L’armée en difficulté

Malgré le déploiement de troupes congolaises et l’appui ponctuel de la force régionale de la Communauté d’Afrique de l’Est, l’armée nationale peine à contenir les ADF. Les rebelles exploitent la forêt dense et les reliefs montagneux pour mener des attaques rapides et se replier ensuite dans des zones difficiles d’accès.

Les ONG accusent les autorités congolaises de passivité et de corruption, aggravant le sentiment d’abandon des populations.

Réactions internationales

Les Nations unies ont condamné ce massacre et appelé à un renforcement de la mission onusienne en RDC (MONUSCO), malgré les contestations locales sur son efficacité. L’Union africaine et la France ont également exprimé leur préoccupation, tout en rappelant la nécessité d’une réponse régionale coordonnée.

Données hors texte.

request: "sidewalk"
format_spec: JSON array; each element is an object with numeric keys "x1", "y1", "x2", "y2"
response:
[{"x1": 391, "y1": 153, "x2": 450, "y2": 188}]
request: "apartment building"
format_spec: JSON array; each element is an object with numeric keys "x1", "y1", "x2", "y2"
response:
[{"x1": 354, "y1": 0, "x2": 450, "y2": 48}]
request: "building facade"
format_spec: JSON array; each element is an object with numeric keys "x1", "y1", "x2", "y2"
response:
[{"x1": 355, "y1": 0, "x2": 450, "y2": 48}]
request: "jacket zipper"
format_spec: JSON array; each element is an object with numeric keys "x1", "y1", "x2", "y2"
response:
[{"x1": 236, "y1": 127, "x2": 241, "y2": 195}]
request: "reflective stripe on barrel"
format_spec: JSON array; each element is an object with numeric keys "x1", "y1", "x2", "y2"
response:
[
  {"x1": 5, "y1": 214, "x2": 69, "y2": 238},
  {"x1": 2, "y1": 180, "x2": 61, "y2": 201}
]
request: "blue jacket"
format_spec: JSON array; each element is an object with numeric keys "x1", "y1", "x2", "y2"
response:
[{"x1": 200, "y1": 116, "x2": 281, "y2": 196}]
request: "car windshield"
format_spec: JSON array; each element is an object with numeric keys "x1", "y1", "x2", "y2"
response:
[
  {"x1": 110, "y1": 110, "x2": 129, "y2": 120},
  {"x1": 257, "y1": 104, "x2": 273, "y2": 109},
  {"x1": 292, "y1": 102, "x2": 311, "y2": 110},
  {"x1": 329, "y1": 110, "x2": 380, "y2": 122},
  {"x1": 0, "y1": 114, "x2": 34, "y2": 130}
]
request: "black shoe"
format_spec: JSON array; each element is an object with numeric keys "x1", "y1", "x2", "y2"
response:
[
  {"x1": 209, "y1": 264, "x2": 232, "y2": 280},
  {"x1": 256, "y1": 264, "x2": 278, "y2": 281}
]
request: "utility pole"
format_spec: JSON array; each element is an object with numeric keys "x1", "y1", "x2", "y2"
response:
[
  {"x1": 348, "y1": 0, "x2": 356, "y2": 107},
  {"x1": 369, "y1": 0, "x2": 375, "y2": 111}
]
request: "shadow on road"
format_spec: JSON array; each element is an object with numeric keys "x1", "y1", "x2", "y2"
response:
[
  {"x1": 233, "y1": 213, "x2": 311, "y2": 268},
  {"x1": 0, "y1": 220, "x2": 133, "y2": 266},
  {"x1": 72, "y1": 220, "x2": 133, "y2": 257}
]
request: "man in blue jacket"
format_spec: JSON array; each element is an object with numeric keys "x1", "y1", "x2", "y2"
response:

Les États-Unis envisagent de placer de nouvelles figures de l’ADF sur leur liste de terroristes recherchés à l’international.

Une crise humanitaire persistante

Au-delà du drame humain immédiat, cette attaque illustre une crise chronique en RDC : près de 7 millions de personnes sont déjà déplacées par les conflits internes, un record pour le continent africain. Le Nord-Kivu, riche en or et en cobalt, reste l’un des foyers les plus inextricables de violence en Afrique centrale.

Face aux massacres répétés, nombreux sont ceux qui doutent de la capacité de l’État congolais à rétablir son autorité dans l’est du pays.